Heute: Umverteilung wird kritisch kommentiert

Die Haltung der Reichen zu ihrem Geld habe sich über die Jahre verändert, hat Dommann beim Durchblättern festgestellt. «Etwa ab dem Jahr 2000 sieht man, dass es mehr Lust gab an der Darstellung der Reichen, an den Anlässen, an den Insignien, mit denen sie sich umgeben – mit Kunst, Jacht, Autos, schönen Frauen...»

Auch die «Bilanz» habe ihre Haltung geändert, meint die Professorin. Die Rhetorik des Aufdeckens der ökonomischen Macht und der Transparenz sei immer mehr der Bewunderung und Legitimierung des Status Quo gewichen. So seien Versuche von Links, den Reichtum anzutasten, etwa mit Steuerreformen, von der Redaktion zunehmend kritisch kommentiert worden.

Leistung muss sich lohnen

Die «Bilanz» selbst schreibt dazu auf Anfrage, die Transparenz sei inzwischen durch das Internet massiv gestiegen.
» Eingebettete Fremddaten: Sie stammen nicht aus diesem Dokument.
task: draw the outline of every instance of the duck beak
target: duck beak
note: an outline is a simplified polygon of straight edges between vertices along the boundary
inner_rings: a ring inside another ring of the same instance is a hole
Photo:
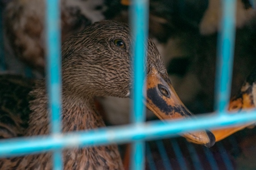
[[[249,87],[249,84],[245,84],[238,97],[233,98],[229,103],[228,110],[234,113],[237,113],[241,110],[250,109],[255,108],[253,92]],[[232,134],[241,130],[247,126],[253,124],[254,122],[244,124],[239,126],[233,126],[224,129],[214,129],[212,131],[215,136],[216,142],[221,141]]]
[[[146,95],[147,108],[162,120],[189,118],[193,115],[180,101],[169,78],[154,68],[147,77]],[[189,142],[207,147],[215,143],[214,136],[209,131],[187,133],[181,135]]]

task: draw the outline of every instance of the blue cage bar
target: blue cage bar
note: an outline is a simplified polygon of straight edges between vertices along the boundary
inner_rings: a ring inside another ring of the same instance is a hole
[[[221,34],[219,38],[217,80],[216,85],[216,113],[199,116],[190,120],[175,120],[163,122],[155,121],[144,123],[144,108],[142,106],[143,69],[138,66],[143,65],[145,52],[143,44],[147,34],[148,1],[134,0],[131,11],[133,33],[135,36],[134,60],[135,78],[134,80],[134,104],[133,124],[112,128],[100,128],[87,131],[61,132],[61,75],[60,39],[59,28],[59,2],[47,1],[47,39],[48,91],[50,96],[49,109],[52,117],[52,135],[22,137],[0,141],[0,157],[23,155],[28,154],[53,151],[54,169],[62,168],[61,150],[73,147],[86,147],[108,143],[134,142],[133,169],[143,169],[145,140],[152,140],[173,137],[185,131],[214,128],[223,128],[256,121],[255,110],[241,112],[239,114],[228,114],[226,107],[230,97],[231,73],[234,52],[236,1],[223,1],[223,18]],[[136,22],[134,21],[135,20]],[[141,56],[142,54],[142,56]],[[51,59],[51,60],[50,60]],[[209,120],[210,119],[210,121]],[[53,123],[54,122],[54,123]],[[176,153],[177,154],[177,153]]]

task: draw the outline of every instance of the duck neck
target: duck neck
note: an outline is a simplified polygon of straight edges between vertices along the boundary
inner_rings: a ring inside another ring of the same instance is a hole
[[[28,135],[44,135],[49,133],[48,99],[44,82],[39,82],[31,92],[35,99],[30,103]],[[105,126],[101,115],[94,106],[93,96],[82,97],[63,88],[62,95],[63,132],[84,130]],[[46,128],[47,127],[47,128]]]

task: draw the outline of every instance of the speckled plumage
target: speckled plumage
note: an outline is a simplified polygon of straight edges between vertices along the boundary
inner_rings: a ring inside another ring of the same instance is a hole
[[[45,66],[46,1],[13,0],[3,13],[7,52],[41,72]],[[60,3],[63,40],[105,18],[104,0],[61,0]]]
[[[113,41],[115,39],[122,39],[125,48],[115,45]],[[96,23],[63,44],[63,131],[105,126],[96,110],[95,96],[128,97],[133,72],[133,57],[130,52],[132,44],[129,27],[113,21]],[[153,67],[167,76],[159,52],[149,40],[147,73],[150,73]],[[24,136],[49,134],[44,84],[44,80],[37,81],[29,94],[30,97],[34,99],[30,100],[28,127],[23,131]],[[3,88],[1,93],[5,92],[7,92]],[[117,147],[114,144],[65,150],[63,155],[64,169],[123,169]],[[48,153],[1,159],[0,169],[51,169],[51,154]]]

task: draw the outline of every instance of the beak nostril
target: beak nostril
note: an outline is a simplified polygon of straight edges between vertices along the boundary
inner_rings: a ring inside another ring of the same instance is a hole
[[[162,84],[158,84],[158,90],[159,90],[161,94],[166,96],[166,97],[170,97],[170,93],[168,89]]]
[[[206,132],[209,138],[209,142],[205,144],[205,146],[210,147],[215,144],[215,136],[211,131],[209,130],[206,130]]]

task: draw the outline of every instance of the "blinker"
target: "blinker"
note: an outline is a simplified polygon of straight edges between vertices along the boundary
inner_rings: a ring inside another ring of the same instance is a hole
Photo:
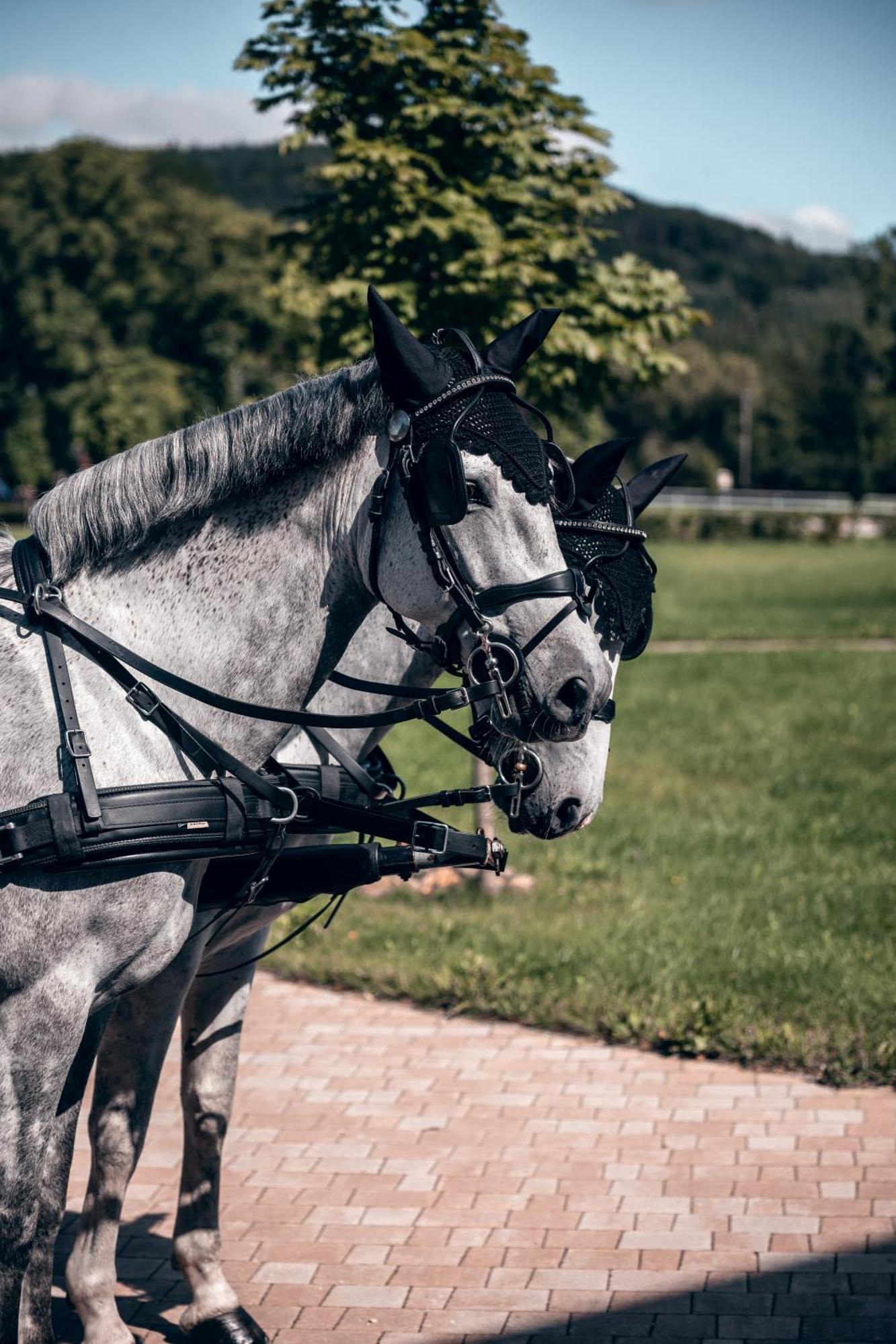
[[[456,444],[432,438],[413,469],[414,501],[426,527],[451,527],[467,516],[467,477]]]
[[[410,433],[410,415],[401,407],[391,413],[387,427],[389,438],[393,444],[401,444]]]

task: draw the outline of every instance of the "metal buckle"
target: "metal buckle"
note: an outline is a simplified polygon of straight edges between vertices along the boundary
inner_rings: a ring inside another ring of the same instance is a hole
[[[151,718],[151,715],[153,715],[159,708],[160,703],[159,698],[153,695],[149,687],[144,685],[143,681],[137,681],[136,685],[130,687],[125,695],[125,700],[128,704],[132,704],[137,714],[144,719]]]
[[[448,849],[448,827],[444,821],[414,821],[410,832],[412,849],[431,849],[445,853]]]
[[[31,594],[31,606],[40,616],[43,602],[62,602],[62,589],[55,583],[35,583]]]
[[[289,825],[291,821],[295,821],[295,818],[299,816],[299,794],[296,793],[295,789],[288,789],[283,784],[277,785],[277,793],[285,793],[285,796],[288,798],[291,798],[292,801],[291,801],[289,812],[287,813],[287,816],[285,817],[272,817],[270,823],[274,827],[285,827],[285,825]]]
[[[75,761],[83,761],[90,755],[83,728],[69,728],[66,732],[66,747],[69,749],[69,755]]]
[[[16,853],[3,853],[3,832],[15,831],[15,821],[7,821],[5,825],[0,827],[0,868],[4,868],[8,863],[17,863],[22,857],[20,851],[16,851]]]

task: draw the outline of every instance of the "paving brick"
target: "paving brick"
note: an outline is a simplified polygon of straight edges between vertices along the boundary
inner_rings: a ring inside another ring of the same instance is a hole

Im Übrigen vertrete als Wirtschaftsmagazin den Standpunkt, dass sich Leistung lohnen müsse – und dass es in der Schweiz nicht mehr Umverteilung brauche.

Durchaus im Konsens mit dem Schweizer Stimmvolk, das eine Erbschaftssteuer 2015 an der Urne ablehnte. Und sich den Reichtum in der vorweihnachtlichen Gala der «Bilanz» nurmehr widerstandslos vorführen lasse, wie Monika Dommann meint.